And it's not just smaller companies trying to cut costs, but major brands too. I recently came across news about Samsung incorporating AI into a number of their newer ads, and it made me realize how common this is becoming across the board.


Once you start looking for it, you begin to see it everywhere.

Even when an ad isn’t fully AI-generated, a lot of them are clearly using AI retouching tools. There’s that slightly “off” look: lighting that feels artificial, textures that are too smooth, tiny visual glitches that don’t quite make sense. Sometimes it’s subtle. Other times it’s painfully obvious.

It's not like I mindlessly hate AI. I know some people have a moral objection to using it for promotion, but advertising has always been about polishing reality. CGI, heavy Photoshop, staged environments... none of that is new. In that sense, AI is just the next tool in the box.

What bothers me is something else.

If a company is willing to rely heavily on AI because it’s faster and cheaper, does that say anything about how much effort they’re putting into the product itself? Maybe that’s unfair. Maybe production efficiency has nothing to do with product quality. But when an ad feels rushed or synthetic, it makes the whole brand feel slightly lower effort to me.

At the same time, I can’t ignore the efficiency side. From a business perspective, AI lowers production costs, speeds up iteration, and makes scaling creative easier. That’s hard to argue against.

So I’m torn.

Is anyone else noticing this increase in AI ads?

Does the use of AI in advertising change how you feel about a brand?

Do you see it as smart cost-cutting, or as a shortcut that cheapens things?

And if you’re in marketing yourself, are you already using AI in your ad creative?

It feels like we’re heading toward a point where AI-generated ads will be the default rather than the exception. I’m not sure whether that’s neutral, positive, or the start of a long-term drop in creative standards. Personally, I lean toward the latter, but maybe I’m just being cynical.

Are we heading into a future where 90% of ads are AI-generated and nobody cares?
 
Look at the Will Smith eating Spaghetti test to see how far we've come in such a short space of time:



Looking at the way things are, can't really see what you're saying more or less not happening
You make a good point. I hadn't really addressed that AI itself has improved in terms of quality.

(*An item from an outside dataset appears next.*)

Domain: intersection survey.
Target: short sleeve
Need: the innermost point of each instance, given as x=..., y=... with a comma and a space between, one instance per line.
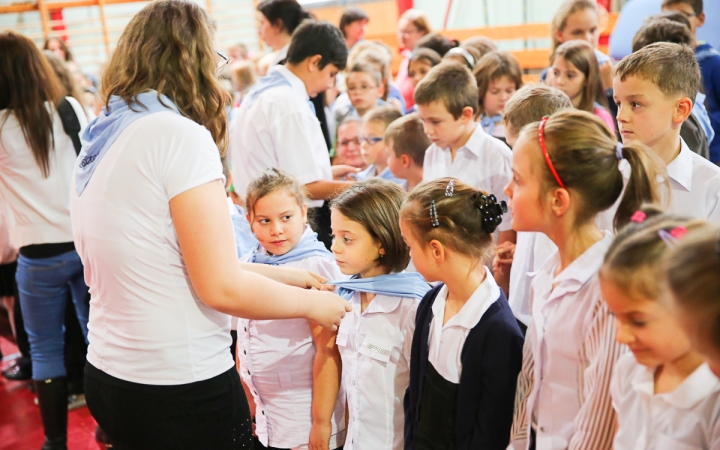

That being said, it kind of adds to what I'm saying here. I guess my question is less about whether the quality will improve (because it obviously will), and more about what happens when it becomes indistinguishable from real footage.

At that point, do brands still feel the need to invest in actual creative direction, or does everything just become hyper-optimized synthetic content?

Does it really stop being low effort just because the AI itself looks more realistic? Or does it just mean that the audience won't notice that they are being fed low-effort content?